The discussion featured officials from the ministries concerned, banks and investment funds, shareholders and executives from major chemical businesses, and market experts.

Alexander Orlov, Deputy Director at the Minpromtorg Department of Chemical Engineering and Timber Processing Complex, believes that “Russian chemical industry professionals and stakeholders stand good chances and are well placed to trigger a leap in the national chemical industry evolution”. Russia’s Minpromtorg estimates that in 2017, 22 chemical-industry-related projects will be implemented nation-wide covering 14 regions, with the investments totaling RUB105.5 bn.

The session was moderated by VEB Vice-President Vladimir Batkhin, who stressed that “the financial mechanisms and instruments that offer broader investment avenues for the market are being incrementally used for directing new investments to the chemical industry, including the project finance mechanisms”.

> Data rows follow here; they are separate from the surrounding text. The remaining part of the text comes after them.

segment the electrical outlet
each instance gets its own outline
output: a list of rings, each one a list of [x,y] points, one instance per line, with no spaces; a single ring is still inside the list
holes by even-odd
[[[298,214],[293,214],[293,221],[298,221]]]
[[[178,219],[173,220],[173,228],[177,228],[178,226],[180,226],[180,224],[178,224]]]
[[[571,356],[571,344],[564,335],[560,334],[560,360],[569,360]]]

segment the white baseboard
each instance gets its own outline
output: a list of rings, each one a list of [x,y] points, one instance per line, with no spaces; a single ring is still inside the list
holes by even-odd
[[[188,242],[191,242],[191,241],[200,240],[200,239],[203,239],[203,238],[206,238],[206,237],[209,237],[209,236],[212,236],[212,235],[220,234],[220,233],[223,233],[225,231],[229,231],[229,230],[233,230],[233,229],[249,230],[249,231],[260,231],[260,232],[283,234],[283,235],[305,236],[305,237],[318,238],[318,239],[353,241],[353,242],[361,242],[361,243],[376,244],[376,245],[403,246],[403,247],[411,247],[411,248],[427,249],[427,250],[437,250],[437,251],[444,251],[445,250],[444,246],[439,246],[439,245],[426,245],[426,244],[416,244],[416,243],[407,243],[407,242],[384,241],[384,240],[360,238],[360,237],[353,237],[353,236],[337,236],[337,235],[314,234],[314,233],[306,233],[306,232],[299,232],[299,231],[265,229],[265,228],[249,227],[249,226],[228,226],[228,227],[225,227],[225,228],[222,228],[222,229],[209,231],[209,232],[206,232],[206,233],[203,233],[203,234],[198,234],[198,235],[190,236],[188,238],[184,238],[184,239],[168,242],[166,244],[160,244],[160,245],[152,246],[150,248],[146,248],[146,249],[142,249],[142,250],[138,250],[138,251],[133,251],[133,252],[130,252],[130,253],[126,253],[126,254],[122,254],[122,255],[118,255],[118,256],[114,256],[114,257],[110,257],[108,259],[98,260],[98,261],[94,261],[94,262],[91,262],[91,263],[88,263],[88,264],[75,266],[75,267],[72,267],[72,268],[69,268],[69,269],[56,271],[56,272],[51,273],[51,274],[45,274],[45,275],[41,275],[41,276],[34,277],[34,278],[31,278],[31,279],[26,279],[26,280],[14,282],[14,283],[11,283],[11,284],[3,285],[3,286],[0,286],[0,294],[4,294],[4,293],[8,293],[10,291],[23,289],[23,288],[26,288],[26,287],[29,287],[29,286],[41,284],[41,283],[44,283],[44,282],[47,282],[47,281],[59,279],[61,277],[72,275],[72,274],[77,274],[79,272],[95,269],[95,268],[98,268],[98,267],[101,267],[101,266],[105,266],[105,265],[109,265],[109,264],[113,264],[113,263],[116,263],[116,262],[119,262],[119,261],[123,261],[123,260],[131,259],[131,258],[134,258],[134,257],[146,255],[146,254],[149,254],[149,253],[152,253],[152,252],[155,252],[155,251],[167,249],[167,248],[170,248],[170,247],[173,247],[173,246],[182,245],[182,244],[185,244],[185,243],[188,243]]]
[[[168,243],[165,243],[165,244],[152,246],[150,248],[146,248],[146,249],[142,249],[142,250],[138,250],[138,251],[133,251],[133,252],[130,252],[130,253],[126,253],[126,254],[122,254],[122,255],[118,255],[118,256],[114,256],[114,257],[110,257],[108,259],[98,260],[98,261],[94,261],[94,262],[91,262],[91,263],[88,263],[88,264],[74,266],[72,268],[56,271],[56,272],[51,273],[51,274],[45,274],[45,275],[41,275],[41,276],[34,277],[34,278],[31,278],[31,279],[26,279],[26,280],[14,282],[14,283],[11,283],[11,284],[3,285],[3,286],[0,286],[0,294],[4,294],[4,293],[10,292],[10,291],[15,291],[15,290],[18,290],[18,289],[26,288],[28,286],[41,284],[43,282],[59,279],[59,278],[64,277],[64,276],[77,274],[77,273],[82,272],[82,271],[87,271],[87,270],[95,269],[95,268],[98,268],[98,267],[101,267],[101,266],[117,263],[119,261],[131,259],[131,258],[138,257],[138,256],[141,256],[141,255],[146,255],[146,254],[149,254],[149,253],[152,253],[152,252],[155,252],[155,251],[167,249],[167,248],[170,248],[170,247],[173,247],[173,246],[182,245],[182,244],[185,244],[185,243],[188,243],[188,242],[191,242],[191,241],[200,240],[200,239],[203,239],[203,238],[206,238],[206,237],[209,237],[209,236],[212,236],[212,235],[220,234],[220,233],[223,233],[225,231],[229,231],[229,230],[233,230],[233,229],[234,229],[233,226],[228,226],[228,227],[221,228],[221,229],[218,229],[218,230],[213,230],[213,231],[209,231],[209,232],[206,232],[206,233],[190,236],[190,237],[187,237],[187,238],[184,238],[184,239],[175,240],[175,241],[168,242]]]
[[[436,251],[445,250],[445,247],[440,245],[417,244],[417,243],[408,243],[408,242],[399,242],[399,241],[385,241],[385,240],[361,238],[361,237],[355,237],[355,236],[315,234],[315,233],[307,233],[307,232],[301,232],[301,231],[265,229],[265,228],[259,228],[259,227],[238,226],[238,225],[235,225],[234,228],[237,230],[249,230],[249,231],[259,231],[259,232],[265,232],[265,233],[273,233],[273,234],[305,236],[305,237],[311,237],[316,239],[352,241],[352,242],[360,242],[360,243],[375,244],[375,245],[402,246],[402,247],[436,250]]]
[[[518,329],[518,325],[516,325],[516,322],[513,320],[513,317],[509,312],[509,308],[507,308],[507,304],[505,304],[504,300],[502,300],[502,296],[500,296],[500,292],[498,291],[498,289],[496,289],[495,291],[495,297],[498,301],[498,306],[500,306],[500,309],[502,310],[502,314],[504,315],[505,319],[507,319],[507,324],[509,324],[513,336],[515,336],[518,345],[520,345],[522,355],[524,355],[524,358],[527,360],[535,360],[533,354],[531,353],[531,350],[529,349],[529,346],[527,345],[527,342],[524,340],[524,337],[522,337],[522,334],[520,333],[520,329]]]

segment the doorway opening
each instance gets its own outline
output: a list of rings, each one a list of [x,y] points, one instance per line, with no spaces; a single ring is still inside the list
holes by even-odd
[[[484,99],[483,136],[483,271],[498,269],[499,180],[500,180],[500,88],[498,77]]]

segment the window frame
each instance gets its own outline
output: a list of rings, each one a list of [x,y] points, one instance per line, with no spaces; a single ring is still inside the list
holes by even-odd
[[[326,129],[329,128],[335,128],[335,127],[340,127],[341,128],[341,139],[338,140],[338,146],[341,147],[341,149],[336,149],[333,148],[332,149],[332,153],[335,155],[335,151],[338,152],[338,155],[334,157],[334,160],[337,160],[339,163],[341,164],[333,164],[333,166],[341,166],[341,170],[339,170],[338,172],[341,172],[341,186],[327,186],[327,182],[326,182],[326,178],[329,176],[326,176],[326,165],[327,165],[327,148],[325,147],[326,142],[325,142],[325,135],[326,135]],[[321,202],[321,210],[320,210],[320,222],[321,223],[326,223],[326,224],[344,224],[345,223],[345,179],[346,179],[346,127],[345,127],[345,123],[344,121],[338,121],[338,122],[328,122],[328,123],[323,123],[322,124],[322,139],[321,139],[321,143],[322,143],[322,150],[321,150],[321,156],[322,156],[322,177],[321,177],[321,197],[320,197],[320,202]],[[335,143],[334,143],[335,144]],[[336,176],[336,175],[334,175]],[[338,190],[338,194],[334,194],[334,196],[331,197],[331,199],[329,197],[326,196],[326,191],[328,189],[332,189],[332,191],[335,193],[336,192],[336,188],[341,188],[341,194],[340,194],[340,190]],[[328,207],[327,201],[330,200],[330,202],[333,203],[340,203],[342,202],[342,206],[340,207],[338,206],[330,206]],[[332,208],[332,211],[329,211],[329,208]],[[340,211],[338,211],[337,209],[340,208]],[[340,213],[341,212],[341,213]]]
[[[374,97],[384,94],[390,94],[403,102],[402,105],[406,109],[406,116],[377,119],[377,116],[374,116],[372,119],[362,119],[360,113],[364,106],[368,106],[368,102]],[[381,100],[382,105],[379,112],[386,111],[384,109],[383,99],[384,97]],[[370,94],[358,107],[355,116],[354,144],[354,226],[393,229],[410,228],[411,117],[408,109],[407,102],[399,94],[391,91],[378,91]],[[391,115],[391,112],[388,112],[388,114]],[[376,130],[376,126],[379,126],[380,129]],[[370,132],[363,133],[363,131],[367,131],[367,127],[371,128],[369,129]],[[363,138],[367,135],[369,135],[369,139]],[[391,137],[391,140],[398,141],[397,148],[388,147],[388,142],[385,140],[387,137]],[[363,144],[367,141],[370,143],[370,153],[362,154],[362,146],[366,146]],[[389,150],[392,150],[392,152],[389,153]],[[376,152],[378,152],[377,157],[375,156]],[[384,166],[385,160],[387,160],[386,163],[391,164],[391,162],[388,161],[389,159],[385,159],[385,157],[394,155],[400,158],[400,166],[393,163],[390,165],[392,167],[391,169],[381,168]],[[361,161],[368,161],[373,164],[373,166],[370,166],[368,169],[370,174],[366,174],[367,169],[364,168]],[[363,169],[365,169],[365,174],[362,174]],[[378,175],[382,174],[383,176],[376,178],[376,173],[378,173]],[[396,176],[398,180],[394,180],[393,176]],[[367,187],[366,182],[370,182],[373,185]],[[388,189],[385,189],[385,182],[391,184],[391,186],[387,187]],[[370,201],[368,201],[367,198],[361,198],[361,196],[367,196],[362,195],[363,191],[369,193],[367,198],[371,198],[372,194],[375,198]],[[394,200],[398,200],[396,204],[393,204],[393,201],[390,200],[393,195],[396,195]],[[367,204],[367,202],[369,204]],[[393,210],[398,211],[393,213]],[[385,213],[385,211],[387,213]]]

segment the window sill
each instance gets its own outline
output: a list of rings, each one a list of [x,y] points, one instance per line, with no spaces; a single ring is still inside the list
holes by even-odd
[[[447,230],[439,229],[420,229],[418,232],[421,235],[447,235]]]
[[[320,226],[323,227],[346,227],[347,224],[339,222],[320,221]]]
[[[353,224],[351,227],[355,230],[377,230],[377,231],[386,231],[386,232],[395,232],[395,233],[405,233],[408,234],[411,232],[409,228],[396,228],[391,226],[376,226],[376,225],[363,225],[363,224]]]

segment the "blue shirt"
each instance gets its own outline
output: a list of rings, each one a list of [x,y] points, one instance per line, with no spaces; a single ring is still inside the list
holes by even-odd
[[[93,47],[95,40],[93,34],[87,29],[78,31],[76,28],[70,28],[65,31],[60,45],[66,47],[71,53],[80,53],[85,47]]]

VEB strategy and business model identify 26 top priority industries for investing, with industry programmes being worked out and flexible project finance mechanisms being offered. A strategically focused project portfolio is being created with the projects brought together by VEB in close cooperation with the key market players and VEB regional managers. The project selection is also subject to the national industry strategies and programmes that are launched or maintained by Russia’s federal- or regional-level authorities. Some of the industry programmes have been approved by the VEB Supervisory Board Strategy Committee.

At the chemical industry project finance session, VEB Senior Vice President Sergey Evdokimov highlighted the advantages of syndication mechanisms now available due to the VEB Project Finance Factory platform that is now being created. “The syndication mechanisms offer opportunities such as the ability to bring in projects from a wider financial market, with the project efforts backed by VEB and financing cost reduced due to government investments or subsidies. The Project Finance Factory projects may be launched by commercial banks as well. The VEB new project finance platform is planned to become operational in the beginning of the next year”, commented Mr. Evdokimov.

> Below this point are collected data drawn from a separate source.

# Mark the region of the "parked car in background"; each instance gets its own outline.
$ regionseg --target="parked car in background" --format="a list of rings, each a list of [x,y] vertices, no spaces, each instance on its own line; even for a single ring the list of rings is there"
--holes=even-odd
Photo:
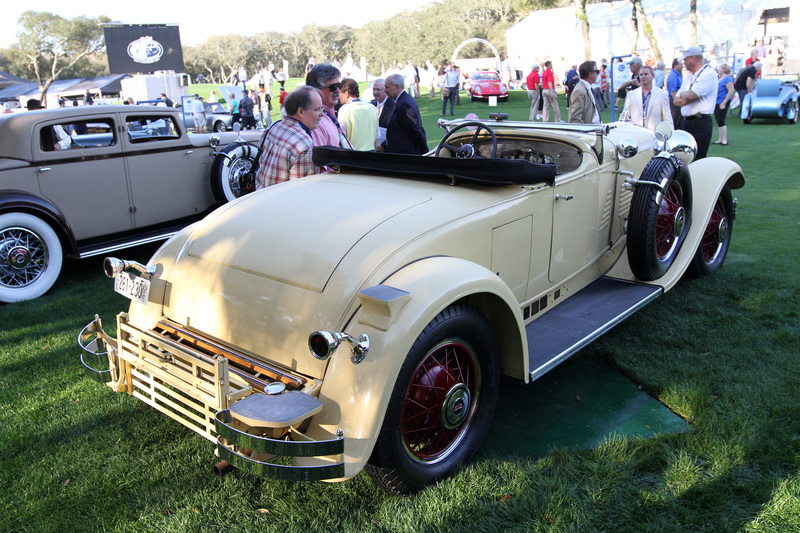
[[[190,135],[162,106],[0,115],[0,302],[47,292],[65,255],[166,239],[231,199],[232,172],[247,162],[216,147],[258,139]]]
[[[478,70],[473,72],[466,82],[466,90],[470,101],[488,100],[496,96],[498,100],[508,100],[508,87],[494,70]]]
[[[205,102],[206,131],[223,132],[231,129],[233,116],[225,106],[219,102]]]
[[[794,82],[760,79],[753,92],[745,95],[739,116],[745,124],[750,124],[754,118],[785,118],[796,124],[800,113],[798,91],[800,85]]]
[[[214,442],[219,473],[366,469],[395,494],[448,475],[501,374],[533,381],[721,268],[744,185],[666,124],[507,118],[440,120],[428,156],[315,148],[335,172],[227,204],[147,265],[107,258],[133,301],[116,336],[84,329],[84,363]]]

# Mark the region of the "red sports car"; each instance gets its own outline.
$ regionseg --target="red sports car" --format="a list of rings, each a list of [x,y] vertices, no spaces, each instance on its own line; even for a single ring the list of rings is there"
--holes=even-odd
[[[508,101],[508,87],[500,80],[494,70],[478,70],[473,72],[467,82],[467,94],[470,101],[488,100],[496,96],[498,100]]]

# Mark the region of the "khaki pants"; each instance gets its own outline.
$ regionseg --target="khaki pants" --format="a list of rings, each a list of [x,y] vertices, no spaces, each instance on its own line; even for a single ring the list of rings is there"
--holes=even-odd
[[[531,101],[531,117],[528,120],[534,122],[539,114],[539,89],[528,89],[528,100]]]
[[[542,91],[544,97],[544,108],[542,109],[543,122],[550,120],[550,107],[553,108],[553,122],[561,122],[561,109],[558,107],[558,95],[555,89],[545,89]],[[548,104],[550,107],[548,107]]]

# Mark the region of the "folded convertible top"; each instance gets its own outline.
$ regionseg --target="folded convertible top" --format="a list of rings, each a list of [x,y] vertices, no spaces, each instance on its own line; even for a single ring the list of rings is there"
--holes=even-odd
[[[553,185],[555,164],[524,159],[430,157],[382,152],[360,152],[333,146],[314,147],[314,164],[340,171],[364,170],[375,174],[466,180],[489,185]]]

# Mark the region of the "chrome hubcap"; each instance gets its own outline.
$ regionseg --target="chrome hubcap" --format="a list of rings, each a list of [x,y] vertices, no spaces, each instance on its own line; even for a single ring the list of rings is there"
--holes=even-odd
[[[27,248],[15,246],[8,252],[6,260],[11,268],[25,268],[31,262],[31,253]]]
[[[471,395],[466,385],[454,385],[447,392],[442,404],[442,425],[447,429],[460,426],[469,414],[470,400]]]
[[[725,242],[728,238],[728,231],[728,219],[723,217],[723,219],[719,221],[719,227],[717,228],[717,239],[720,244]]]
[[[679,237],[683,234],[683,226],[686,224],[686,210],[683,207],[679,207],[675,211],[675,222],[672,226],[672,231],[675,232],[675,236]]]

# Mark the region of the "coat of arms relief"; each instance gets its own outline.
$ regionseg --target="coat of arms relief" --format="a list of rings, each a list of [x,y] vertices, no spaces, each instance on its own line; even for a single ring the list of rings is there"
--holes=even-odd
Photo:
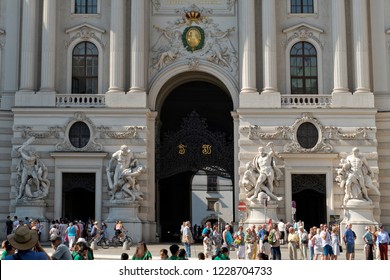
[[[202,61],[211,62],[236,76],[238,54],[233,43],[235,27],[223,29],[210,16],[211,9],[192,5],[175,10],[181,15],[165,26],[153,25],[150,71],[154,75],[165,67],[187,61],[197,70]]]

Alexander Turkov, Director at the Department of Industry at VEB Group company Federal Center for Project Finance (FCPF), showcased the FCPF new early phase project support tools for driving investment projects both financially and non-financially. “The chemical industry projects account for about 30% of the FCPF total industrial project pipeline. The Federal Center for Project Finance encourages the early project activities in the chemical industry as equity investor or as lender to finance project design and surveys or investment consultancy. It may also act as a lead manager or coordinator to arrange the financing for projects”.

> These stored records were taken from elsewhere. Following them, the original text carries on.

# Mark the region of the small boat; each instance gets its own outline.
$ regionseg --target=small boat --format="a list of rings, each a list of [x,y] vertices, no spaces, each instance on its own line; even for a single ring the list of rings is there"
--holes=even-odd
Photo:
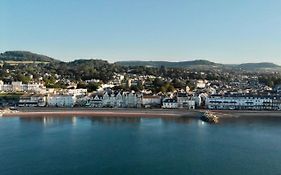
[[[218,117],[209,111],[204,112],[204,114],[200,118],[202,121],[208,122],[208,123],[218,123],[219,122]]]

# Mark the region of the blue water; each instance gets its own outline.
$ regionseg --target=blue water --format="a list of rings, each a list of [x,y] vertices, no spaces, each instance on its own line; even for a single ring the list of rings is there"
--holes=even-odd
[[[0,175],[281,174],[281,119],[1,118]]]

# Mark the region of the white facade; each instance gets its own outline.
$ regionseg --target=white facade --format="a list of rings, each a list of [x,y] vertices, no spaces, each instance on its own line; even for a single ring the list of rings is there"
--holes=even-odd
[[[178,102],[175,99],[166,98],[163,100],[162,108],[176,109],[176,108],[178,108]]]
[[[4,82],[0,80],[0,92],[3,91]]]
[[[0,80],[0,91],[4,92],[40,92],[44,88],[42,84],[22,84],[21,81],[13,81],[11,84],[4,84]]]
[[[142,106],[160,106],[161,105],[161,97],[160,96],[146,96],[142,97]]]
[[[197,88],[203,89],[203,88],[206,87],[206,83],[207,83],[207,81],[197,80],[197,82],[196,82],[196,87],[197,87]]]
[[[48,106],[73,107],[76,102],[74,95],[50,95],[47,97]]]
[[[177,102],[179,108],[195,109],[195,98],[187,93],[178,93]]]
[[[19,107],[44,107],[46,104],[44,95],[23,95],[19,100]]]
[[[212,95],[207,98],[208,109],[280,110],[280,98],[251,95]]]
[[[13,81],[12,82],[12,91],[17,92],[17,91],[23,91],[23,86],[21,81]]]
[[[88,103],[92,107],[136,108],[141,106],[141,96],[135,93],[105,92],[101,97],[96,95]]]
[[[67,89],[66,93],[69,95],[86,95],[87,89]]]

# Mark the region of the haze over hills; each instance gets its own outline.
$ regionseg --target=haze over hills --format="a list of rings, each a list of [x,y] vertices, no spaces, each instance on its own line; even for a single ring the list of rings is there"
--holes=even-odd
[[[39,61],[39,62],[63,62],[49,56],[32,53],[29,51],[6,51],[0,54],[0,61]],[[79,62],[87,62],[90,60],[80,60]],[[75,61],[72,61],[75,62]],[[77,61],[76,61],[77,62]],[[71,63],[71,62],[70,62]],[[270,63],[243,63],[243,64],[221,64],[208,60],[192,60],[192,61],[118,61],[115,64],[120,66],[147,66],[147,67],[170,67],[170,68],[200,68],[200,69],[238,69],[246,71],[281,71],[281,66]]]

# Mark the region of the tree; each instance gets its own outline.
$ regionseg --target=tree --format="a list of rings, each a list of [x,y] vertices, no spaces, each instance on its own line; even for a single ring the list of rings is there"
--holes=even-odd
[[[99,83],[91,82],[87,84],[87,90],[88,92],[93,92],[96,91],[99,88],[99,86],[100,86]]]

The Investment Development Fund Deputy Director Mikhail Makarov also shared about how the financial project support mechanisms are implemented. He says that “the investment applications received by the Fund regarding the chemical industry project financing are the most well-worked part of the application flow, with more than 90% of them eventually approved”.

According to an official from the China Development Bank, “the China’s development bank is willing to work with Russian banks in the Russian market to finance projects through syndicated lending. Chemical industry projects will be a focus for the bank”.